The Logic3 LCD ProDock is a simple dock that lets you plant your iPod or iPhone onto the top of it and watch any video content on your TV, or play music though your TV or a Hi-Fi system.
It is constructed from plastic and there is little to the design. It is a rounded dock, with connections on the back offering Component and Composite video connections and stereo audio. A power connection means that your iPhone will charge when docked.
The only indicator on the front of the dock is a blue LED, which will let you know the status. Connection is as easy as plugging in the cables and docking your Apple device.
The likelihood is that your iPod or iPhone is full of videos appropriate for playback on the small screen, so the Composite video connection will handle the resolution of those videos. This will of course change with the arrival of iPhone 4 which will support 720p video, which technically would need the Component cable to carry the video at full resolution.

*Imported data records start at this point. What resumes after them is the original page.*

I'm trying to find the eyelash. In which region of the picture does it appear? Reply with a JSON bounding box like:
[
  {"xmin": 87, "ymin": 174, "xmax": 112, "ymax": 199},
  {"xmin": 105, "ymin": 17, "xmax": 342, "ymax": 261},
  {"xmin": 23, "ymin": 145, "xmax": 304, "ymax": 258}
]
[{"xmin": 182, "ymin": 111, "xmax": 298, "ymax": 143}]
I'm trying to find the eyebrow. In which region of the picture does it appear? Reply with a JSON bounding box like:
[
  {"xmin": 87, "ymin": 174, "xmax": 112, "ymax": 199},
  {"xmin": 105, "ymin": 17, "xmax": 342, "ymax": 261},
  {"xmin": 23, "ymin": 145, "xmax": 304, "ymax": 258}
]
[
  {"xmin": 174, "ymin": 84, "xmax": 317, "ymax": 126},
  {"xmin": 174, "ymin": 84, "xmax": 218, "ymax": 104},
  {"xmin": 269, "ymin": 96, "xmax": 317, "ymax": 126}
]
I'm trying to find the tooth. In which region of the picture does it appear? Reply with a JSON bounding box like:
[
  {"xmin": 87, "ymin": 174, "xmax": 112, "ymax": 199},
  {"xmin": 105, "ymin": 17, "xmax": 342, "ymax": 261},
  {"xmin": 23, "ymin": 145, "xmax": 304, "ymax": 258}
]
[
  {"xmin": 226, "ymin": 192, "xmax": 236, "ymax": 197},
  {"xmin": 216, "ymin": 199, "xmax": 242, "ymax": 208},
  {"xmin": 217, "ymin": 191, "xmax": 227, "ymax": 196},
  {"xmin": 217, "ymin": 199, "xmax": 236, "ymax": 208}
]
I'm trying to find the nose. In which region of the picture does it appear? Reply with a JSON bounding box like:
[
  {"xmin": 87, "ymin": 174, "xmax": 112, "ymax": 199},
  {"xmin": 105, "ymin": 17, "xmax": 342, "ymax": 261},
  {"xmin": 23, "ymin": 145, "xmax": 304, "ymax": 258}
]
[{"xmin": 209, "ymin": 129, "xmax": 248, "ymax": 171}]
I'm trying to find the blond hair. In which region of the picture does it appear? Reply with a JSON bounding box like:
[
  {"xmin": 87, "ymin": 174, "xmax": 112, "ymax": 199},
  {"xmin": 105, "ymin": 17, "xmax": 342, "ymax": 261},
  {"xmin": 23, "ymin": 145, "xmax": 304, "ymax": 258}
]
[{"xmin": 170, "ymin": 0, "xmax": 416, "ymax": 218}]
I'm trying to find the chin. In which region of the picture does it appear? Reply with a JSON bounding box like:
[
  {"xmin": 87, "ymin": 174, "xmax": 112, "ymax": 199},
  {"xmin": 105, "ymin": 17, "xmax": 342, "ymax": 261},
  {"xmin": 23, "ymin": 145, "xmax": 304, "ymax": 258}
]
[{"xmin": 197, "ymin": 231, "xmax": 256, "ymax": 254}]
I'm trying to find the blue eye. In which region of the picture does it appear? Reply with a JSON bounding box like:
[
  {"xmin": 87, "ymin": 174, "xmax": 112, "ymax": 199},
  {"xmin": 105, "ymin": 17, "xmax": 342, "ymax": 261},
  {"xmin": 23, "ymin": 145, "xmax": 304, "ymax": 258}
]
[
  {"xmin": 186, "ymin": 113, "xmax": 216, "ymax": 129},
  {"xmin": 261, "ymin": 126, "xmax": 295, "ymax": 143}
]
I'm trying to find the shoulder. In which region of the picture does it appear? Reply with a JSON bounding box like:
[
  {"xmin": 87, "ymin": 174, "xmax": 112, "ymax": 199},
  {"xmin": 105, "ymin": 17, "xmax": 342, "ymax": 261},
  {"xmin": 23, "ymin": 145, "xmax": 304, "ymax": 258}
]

We've asked Logic3 if it will handle HD content from the iPhone 4 and they are going to put it on trial once the new handset launches.
The choice of connections also means it is easy enough to connect to a screen and amp to get a better result for your music.
So far so simple, but the LCD in the title indicates there is something else going on. The LCD refers to the remote control. The problem with all docks is how you control them. The LCD remote has a simple display that offers up a menu, so you can leaf through different types of content - movies, TV shows, music, photos.
The remote is an RF remote, so you don't need line of sight to use it. This means that if you have a fancy home cinema set-up and you don't want the LCD ProDock in plain sight, you can hide it in a cupboard or whatever. It also means you can control the ProDock from another room - the range isn’t fantastic, we managed to control it from a neighbouring room and we can't really see you'd need much more than that.
The remote is a little small but the controls are easy enough. During a long programme it will tend to go into standby at which point the blue LED on the front of the dock will start flashing. The buttons offer playback, volume, menu and select with up and down to scroll through the text on the display. It solves that problem of never knowing what your iPod/iPhone is going to do and so it is a smart solution.
Video playback works well enough, playing through onto your TV. We hooked it up to a 40-inch Samsung TV when, naturally, the video looked a little soft because of the lack of resolution in the source material. However, it does mean that you can simply and easily play video with minimal fuss, which is the point here.
It doesn't just work with the default video app either. We tried running AirVideo, TVCatchUp and YouTube and found that although the remote didn't work, you still get the video output on your TV. Bear in mind, however, that the relatively poor quality of the latter two services mean that once it is on your TV it looks shocking.
Music works in a similar way to video, letting you browse your music on the remote, by album, artist, genre etc. You can also set shuffle and the great thing for music is that you can change the volume using the LCD remote, without having to use the TV remote, which is a nice touch and convenient for when you're carrying the remote in your pocket when entertaining.
Photos don't work in quite the same way. When you select photos on the remote, you'll be instructed to open the photo app and start the slideshow yourself - but at least you can easily get your photos on the big screen, so it isn't too much of a hardship. However, you can't run a slideshow and play music at the same time.
There is little to complain about with the Logic3 LCD ProDock. The use of Composite and Component connections means it will fit just about any television, but the question about HD content will mean those looking to upgrade to iPhone 4 might want to wait before diving in.
A simple and tidy solution, we like the RF remote and the fact that you can easily see what you are doing. The remote is small and won't wow with the quality of the build, but it gets the job done well enough.
The price might look a little high, as you can get an Apple video cable for half the price and there are various other solutions out there, but the LCD remote is a real benefit.
At £79 it might sound a little expensive for the simple task that it does, but we found it to be a useful accessory around the house, with the option of bringing video content to pretty much any television you might have.